[PATCH] read_zero_pagealigned() locking fix

Ramiro Voicu hits the BUG_ON(!pte_none(*pte)) in zeromap_pte_range: kernel
bugzilla 7645.  Right: read_zero_pagealigned uses down_read of mmap_sem,
but another thread's racing read of /dev/zero, or a normal fault, can
easily set that pte again, in between zap_page_range and zeromap_page_range
getting there.  It's been wrong ever since 2.4.3.

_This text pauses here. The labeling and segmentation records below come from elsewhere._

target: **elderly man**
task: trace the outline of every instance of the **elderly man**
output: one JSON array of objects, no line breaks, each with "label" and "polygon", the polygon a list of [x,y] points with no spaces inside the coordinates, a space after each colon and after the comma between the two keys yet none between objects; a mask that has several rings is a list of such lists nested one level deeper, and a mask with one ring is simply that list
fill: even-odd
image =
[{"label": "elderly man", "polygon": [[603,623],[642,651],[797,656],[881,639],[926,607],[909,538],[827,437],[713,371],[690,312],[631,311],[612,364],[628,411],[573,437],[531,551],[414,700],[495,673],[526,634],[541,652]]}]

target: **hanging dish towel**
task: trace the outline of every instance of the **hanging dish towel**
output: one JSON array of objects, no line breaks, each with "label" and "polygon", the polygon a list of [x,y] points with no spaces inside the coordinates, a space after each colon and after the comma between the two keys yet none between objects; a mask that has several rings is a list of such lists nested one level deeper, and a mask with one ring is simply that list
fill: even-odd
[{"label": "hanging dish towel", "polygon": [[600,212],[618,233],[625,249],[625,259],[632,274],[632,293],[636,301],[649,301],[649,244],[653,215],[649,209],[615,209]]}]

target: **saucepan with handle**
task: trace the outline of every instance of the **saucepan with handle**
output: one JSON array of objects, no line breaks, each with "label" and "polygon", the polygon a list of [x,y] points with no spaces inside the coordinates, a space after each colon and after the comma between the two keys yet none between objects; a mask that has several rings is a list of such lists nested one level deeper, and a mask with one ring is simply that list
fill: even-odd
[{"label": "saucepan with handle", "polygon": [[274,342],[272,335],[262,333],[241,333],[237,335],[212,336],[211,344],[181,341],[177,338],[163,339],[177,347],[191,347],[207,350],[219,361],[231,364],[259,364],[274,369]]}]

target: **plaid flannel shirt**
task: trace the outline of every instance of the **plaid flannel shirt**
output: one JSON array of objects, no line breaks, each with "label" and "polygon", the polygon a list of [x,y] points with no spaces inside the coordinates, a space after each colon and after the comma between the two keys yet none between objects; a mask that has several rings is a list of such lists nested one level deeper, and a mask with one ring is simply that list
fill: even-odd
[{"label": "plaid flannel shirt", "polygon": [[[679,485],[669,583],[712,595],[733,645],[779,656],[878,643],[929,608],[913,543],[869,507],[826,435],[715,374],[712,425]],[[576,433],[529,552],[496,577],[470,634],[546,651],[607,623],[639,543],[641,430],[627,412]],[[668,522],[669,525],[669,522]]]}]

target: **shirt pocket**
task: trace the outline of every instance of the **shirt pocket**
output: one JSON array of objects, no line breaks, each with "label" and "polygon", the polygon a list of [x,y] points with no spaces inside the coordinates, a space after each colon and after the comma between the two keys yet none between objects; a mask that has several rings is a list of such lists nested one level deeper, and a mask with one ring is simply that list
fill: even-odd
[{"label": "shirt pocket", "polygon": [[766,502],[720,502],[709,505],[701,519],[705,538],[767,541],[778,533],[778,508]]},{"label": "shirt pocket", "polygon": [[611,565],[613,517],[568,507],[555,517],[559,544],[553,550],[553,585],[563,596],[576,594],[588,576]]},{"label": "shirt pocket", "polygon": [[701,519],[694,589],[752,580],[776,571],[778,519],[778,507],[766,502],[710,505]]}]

The simple fix is to use down_write instead, but that would serialize reads
of /dev/zero more than at present: perhaps some app would be badly
affected.  So instead let zeromap_page_range return the error instead of
BUG_ON, and read_zero_pagealigned break to the slower clear_user loop in
that case - there's no need to optimize for it.

Use -EEXIST for when a pte is found: BUG_ON in mmap_zero (the other user of
zeromap_page_range), though it really isn't interesting there.  And since
mmap_zero wants -EAGAIN for out-of-memory, the zeromaps better return that
than -ENOMEM.

Signed-off-by: Hugh Dickins <hugh@veritas.com>
Cc: Ramiro Voicu: <Ramiro.Voicu@cern.ch>
Cc: <stable@kernel.org>
Signed-off-by: Andrew Morton <akpm@osdl.org>
Signed-off-by: Linus Torvalds <torvalds@osdl.org>
diff --git a/drivers/char/mem.c b/drivers/char/mem.c
index 089020e..4f1813e 100644
--- a/drivers/char/mem.c
+++ b/drivers/char/mem.c
@@ -646,7 +646,8 @@
 			count = size;
 
 		zap_page_range(vma, addr, count, NULL);
-        	zeromap_page_range(vma, addr, count, PAGE_COPY);
+        	if (zeromap_page_range(vma, addr, count, PAGE_COPY))
+			break;
 
 		size -= count;
 		buf += count;
@@ -713,11 +714,14 @@
 
 static int mmap_zero(struct file * file, struct vm_area_struct * vma)
 {
+	int err;
+
 	if (vma->vm_flags & VM_SHARED)
 		return shmem_zero_setup(vma);
-	if (zeromap_page_range(vma, vma->vm_start, vma->vm_end - vma->vm_start, vma->vm_page_prot))
-		return -EAGAIN;
-	return 0;
+	err = zeromap_page_range(vma, vma->vm_start,
+			vma->vm_end - vma->vm_start, vma->vm_page_prot);
+	BUG_ON(err == -EEXIST);
+	return err;
 }
 #else /* CONFIG_MMU */
 static ssize_t read_zero(struct file * file, char * buf,